Cette pensée la fit sourire ce qui dut mettre le feu aux poudres.

« La situation n'apprête pas du tout à rire Mademoiselle, déclara-t-il froidement sans hausser le ton. Vous abandonnez votre poste sans m'en avertir. Vous partez un mois sans donner signe de vie et en plus vous osez me répondre de façon impertinente. Je ne peux laisser passer cela, aussi, ajouta-t-il en sortant une enveloppe de sa veste et en lui tendant, voici votre lettre de licenciement que je vous prierez de signer avant de partir d'ici. »

Emma prit l'enveloppe à deux mains pour ne pas paraître impolie. Elle garda le silence car face à un homme comme ça, il était bien souvent inutile de tergiverser.

Elle allait ouvrit l'enveloppe lorsqu'une main qu'elle ne connaissait que trop bien s'interposa. Madame Tanaka lui prit des mains et la déchira en petits morceaux avant de les mettre sur la table basse.

« Assez ! Je comprends que tu aies très mal vécu le décès de tes parents, Kei, l'apostropha-t-elle. En revanche, je ne peux pas concevoir ton attitude face à cette jeune-femme m'a aidée à remonter la pente depuis que nous les avons perdus. Car oui, dois-je te rappeler que j'ai perdu aussi un mari et deux enfants ? Ta mère était comme ma fille et j'aimais mon fils plus que tout au monde. Nous sommes deux à ne plus les avoir avec nous. Alors tes appels sont certes très rassurants car ils m'indiquent que tu vas bien et que tu ne m'as pas totalement abandonné, pour autant, je n'ai pas la sensation que tu aies vraiment eu le souhait ou l'envie de venir me voir. Donc je refuse ce licensiment, et si je dois me remettre à gérer mes problèmes administratifs puisque c'est si pesant pour toi de t'occuper de moi, ce n'est pas un souci. Mais ne t'en prends pas à elle. Je lui ai donné ces congés pour qu'elle puisse aller voir les artisans qu'elle rêvait de rencontrer depuis des années. Elle est revenue à la bonne date, et n'a absolument pas fait un abandon de poste. Je me permets aussi de te signaler qu'elle me téléphonait tous les soirs et parfois même plusieurs fois par jour quand elle en avait l'occasion. Donc cesse un peu de rejeter la faute sur elle. N'as-tu pas remarqué que la maison est de nouveau vivable ? Je revis grâce à elle. Ce n'est pas parce que tu m'as envoyée des entreprises d'aide que les choses se sont arrangées, bien au contraire. Mais est-ce qu'une seule fois tu es venu pour voir si tout était correct ? Non. Tu as grandit, murit et un peu vieillit et je ne l'ai même pas vu car ton travail est plus important que tout. Je peux le comprendre en effet, néanmoins, ne te mêle pas des décisions que je prends pour l'employée qui reste avec moi jour et nuit depuis plus de sept mois. Et ne vas pas croire qu'elle m'a embobinnée ou autre car je me mettrais réellement en colère. Si c'est seulement pour la virer que tu étais venue, tu peux repartir sur le champ à Tokyo, finit-elle le souffle court. »

Cela avait dû lui demander énormément d'énergie car Emma la trouva pâle et l'aida à s'asseoir. Elle avait constaté que le petit-fils avait jusqu'alors les mâchoires serrés. Cependant, au fur et à mesure du discours de Madame Tanaka, le masque froid de l'homme se fissurait.

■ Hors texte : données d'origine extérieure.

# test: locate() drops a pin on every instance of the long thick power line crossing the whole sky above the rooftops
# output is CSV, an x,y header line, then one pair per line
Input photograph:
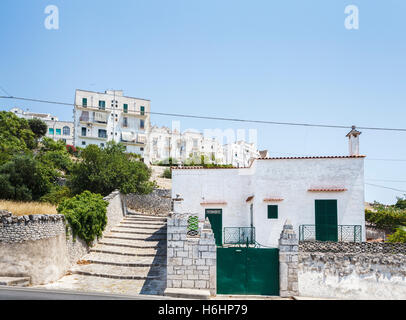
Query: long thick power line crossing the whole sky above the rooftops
x,y
223,118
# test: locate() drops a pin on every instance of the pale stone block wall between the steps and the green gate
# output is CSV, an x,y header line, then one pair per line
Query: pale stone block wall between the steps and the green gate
x,y
191,261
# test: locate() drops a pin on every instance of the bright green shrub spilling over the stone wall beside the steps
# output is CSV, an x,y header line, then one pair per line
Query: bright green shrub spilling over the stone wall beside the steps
x,y
86,214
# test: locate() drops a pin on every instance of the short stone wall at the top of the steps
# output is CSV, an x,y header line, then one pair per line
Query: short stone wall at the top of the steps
x,y
158,202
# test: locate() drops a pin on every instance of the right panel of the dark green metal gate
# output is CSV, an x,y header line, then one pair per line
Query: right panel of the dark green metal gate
x,y
262,271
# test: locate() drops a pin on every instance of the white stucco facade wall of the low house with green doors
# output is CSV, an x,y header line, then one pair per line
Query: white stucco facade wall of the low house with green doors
x,y
288,179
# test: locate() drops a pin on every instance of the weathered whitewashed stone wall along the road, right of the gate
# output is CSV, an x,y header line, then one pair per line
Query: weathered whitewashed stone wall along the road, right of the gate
x,y
352,270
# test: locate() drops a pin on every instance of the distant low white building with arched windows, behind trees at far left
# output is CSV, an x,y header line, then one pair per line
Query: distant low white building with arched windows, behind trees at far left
x,y
56,129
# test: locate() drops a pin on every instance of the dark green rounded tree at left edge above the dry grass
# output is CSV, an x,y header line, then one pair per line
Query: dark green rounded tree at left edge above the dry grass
x,y
24,178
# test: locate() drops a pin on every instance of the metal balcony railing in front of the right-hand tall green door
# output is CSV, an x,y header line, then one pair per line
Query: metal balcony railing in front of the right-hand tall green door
x,y
340,233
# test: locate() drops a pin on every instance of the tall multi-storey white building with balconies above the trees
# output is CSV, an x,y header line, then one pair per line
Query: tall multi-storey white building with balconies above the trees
x,y
111,116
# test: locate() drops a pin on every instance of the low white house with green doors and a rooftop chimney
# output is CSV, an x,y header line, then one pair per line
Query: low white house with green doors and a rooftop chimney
x,y
323,196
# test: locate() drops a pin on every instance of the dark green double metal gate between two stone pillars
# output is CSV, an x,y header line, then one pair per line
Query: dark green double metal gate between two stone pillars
x,y
245,270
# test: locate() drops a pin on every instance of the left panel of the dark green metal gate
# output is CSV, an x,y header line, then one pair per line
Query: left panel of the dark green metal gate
x,y
231,270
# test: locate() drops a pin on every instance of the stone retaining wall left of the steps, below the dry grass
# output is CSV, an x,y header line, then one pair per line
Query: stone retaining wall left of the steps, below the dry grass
x,y
37,246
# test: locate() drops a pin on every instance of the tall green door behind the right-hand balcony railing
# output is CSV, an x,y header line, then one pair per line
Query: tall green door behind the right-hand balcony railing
x,y
326,220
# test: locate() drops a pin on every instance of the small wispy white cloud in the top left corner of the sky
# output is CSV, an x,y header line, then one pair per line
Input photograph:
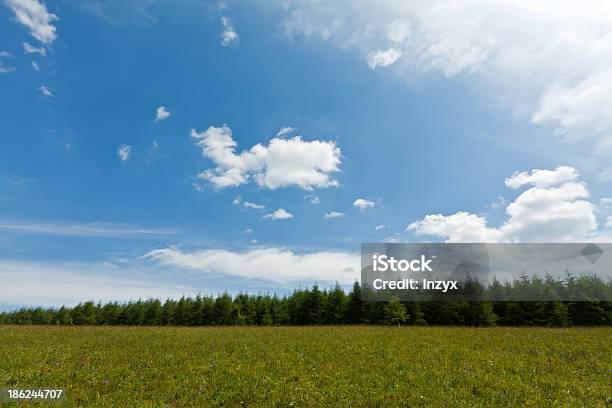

Voyant sa grand-mère à bout de souffle, il finit par craquer. Pleurant à chaudes larmes et hoquetant en s'excusant, il posa ses genoux, son front et ses mains au sol. Mari le pria de se relever et l'étreignit.

Emma les laissa et s'enferma dans la cuisine pour concocter un petit repas.

Ils le prirent tous ensemble. Monsieur Tanaka était beaucoup moins froid, il ne souriait pas pour autant. Il les salua et repartit dans l'après-midi.

Les deux résidentes se racontèrent leurs aventures pendant ce mois de séparation et partirent se coucher, heureuses d'être de nouveau ensemble.